COLUMBUS, Ohio (AP) — Ohio casino regulators would gain authority over fantasy football leagues, office March Madness pools and similar games under legislation aimed at ensuring the games aren’t operated for profit.
A bill proposed by state Sen. Bill Coley, a Cincinnati Republican, would put the state Casino Control Commission in charge of regulating the operators of pools and fantasy leagues, The Blade of Toledo reported (http://bit.ly/2dC5Nff).
Failing to pay out every penny of the entry fees in prizes would remain a crime under the bill. For-profit pools and internet gambling are already illegal in the state, but additional oversight makes sure that pools and raffles continue to operate legally, Coley said.
“If you are currently operating pools that pay off less than 100 percent of the entry fees as prizes to pool participants, then you need to change your business models,” he said. “You can still (offer such games as) loss leaders, but the second you touch any of the entry fees to recoup ‘handling fees,’ ‘shipping costs,’ or any type of administrative expense, know that you are violating existing Ohio law.”
He introduced the bill the day after a bowling alley in Garrettsville awarded more than $3 million in a Queen of Hearts raffle.
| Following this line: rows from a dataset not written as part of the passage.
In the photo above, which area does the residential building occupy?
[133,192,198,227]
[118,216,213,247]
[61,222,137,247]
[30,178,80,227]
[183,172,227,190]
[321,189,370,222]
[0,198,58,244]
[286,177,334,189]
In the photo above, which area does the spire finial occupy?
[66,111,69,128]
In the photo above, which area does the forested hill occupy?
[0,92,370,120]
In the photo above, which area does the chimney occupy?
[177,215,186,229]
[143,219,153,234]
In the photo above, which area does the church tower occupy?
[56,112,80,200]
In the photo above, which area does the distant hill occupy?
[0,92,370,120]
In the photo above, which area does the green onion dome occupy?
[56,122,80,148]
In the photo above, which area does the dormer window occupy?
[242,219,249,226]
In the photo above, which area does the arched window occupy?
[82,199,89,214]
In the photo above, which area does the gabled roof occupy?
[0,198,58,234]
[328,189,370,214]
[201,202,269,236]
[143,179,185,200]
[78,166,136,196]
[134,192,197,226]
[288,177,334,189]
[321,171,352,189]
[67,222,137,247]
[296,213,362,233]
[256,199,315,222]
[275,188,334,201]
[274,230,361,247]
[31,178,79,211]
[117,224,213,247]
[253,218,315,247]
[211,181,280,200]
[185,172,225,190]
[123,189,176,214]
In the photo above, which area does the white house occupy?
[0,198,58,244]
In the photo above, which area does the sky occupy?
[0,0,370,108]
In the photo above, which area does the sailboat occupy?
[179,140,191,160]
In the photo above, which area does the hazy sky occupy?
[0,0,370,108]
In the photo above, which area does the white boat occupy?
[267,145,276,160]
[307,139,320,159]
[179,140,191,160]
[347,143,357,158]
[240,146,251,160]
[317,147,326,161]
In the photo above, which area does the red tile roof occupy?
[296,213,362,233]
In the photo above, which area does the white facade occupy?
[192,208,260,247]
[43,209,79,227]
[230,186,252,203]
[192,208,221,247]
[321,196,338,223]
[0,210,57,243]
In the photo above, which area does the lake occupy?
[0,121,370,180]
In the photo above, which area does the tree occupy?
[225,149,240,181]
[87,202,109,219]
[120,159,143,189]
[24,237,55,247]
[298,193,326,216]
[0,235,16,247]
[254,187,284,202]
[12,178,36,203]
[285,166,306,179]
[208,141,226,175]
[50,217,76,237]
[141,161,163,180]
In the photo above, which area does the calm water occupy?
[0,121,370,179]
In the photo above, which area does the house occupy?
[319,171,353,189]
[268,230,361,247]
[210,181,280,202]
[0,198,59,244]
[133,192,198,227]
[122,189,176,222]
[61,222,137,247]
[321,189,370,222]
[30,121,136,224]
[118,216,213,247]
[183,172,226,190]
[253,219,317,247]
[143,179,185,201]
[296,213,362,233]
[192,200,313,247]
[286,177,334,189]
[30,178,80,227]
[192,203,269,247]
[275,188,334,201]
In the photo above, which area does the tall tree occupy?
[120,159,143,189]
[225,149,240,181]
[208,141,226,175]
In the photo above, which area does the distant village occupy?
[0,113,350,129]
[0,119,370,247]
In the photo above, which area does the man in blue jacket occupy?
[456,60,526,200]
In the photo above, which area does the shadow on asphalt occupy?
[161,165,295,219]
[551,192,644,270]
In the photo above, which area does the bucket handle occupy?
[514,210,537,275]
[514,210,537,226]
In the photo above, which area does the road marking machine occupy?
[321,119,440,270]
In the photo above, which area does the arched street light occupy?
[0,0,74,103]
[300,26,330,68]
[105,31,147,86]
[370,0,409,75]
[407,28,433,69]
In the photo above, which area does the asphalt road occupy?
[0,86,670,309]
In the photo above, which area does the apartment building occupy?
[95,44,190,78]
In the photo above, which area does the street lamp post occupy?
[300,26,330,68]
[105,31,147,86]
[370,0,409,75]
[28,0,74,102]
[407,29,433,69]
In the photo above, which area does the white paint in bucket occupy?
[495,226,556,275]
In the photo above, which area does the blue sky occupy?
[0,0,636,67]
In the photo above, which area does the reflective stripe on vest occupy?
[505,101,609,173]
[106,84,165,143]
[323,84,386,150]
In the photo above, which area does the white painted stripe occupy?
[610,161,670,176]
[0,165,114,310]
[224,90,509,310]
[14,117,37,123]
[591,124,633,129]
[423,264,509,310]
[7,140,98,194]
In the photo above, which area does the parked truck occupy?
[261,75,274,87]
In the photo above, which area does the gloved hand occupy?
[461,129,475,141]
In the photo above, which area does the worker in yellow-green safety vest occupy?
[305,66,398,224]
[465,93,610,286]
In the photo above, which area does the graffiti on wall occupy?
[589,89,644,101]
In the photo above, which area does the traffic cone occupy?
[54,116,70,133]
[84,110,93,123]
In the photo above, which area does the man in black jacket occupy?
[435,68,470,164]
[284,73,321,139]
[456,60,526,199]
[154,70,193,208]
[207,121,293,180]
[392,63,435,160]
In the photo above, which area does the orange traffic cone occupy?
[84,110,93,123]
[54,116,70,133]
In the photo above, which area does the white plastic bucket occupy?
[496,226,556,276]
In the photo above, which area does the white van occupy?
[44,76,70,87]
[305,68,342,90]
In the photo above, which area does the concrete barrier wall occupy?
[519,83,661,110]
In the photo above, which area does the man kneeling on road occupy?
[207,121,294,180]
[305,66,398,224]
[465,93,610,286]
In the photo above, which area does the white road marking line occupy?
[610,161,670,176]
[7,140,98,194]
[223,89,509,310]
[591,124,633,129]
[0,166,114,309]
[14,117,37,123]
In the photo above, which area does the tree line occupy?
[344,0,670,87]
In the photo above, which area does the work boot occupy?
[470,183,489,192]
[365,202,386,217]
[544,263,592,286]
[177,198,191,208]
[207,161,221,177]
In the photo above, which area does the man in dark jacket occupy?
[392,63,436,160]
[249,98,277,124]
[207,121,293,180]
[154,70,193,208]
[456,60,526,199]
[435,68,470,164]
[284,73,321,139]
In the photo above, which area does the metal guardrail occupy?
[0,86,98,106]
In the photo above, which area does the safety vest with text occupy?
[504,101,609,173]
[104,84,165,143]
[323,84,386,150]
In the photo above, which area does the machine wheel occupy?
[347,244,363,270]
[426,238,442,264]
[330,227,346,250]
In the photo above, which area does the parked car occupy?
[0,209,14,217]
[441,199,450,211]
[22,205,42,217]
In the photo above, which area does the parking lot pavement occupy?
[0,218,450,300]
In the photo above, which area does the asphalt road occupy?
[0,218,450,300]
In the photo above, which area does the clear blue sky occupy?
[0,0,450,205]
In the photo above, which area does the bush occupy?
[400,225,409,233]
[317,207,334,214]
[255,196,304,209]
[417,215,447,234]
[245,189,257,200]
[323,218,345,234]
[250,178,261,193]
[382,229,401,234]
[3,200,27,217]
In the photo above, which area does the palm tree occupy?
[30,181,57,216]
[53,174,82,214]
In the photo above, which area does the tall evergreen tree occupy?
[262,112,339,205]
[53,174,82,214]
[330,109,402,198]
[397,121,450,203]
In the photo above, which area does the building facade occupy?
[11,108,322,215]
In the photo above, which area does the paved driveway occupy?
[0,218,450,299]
The payout came after the jackpot built up over nearly a year of drawings that had failed to produce a winner. The raffle is legal and is used by the bowling alley to draw business.
“Whether you’re operating a Queen of Hearts game, fantasy sports, e-sports or any other pool in the state of Ohio, we’re going to see to it that you have clear rules to safely operate the pool not for profit,” Coley said.
The business interests behind the pools would still be allowed to use them as promotions to draw business. They could also make profits on advertising and sponsorships related to the games.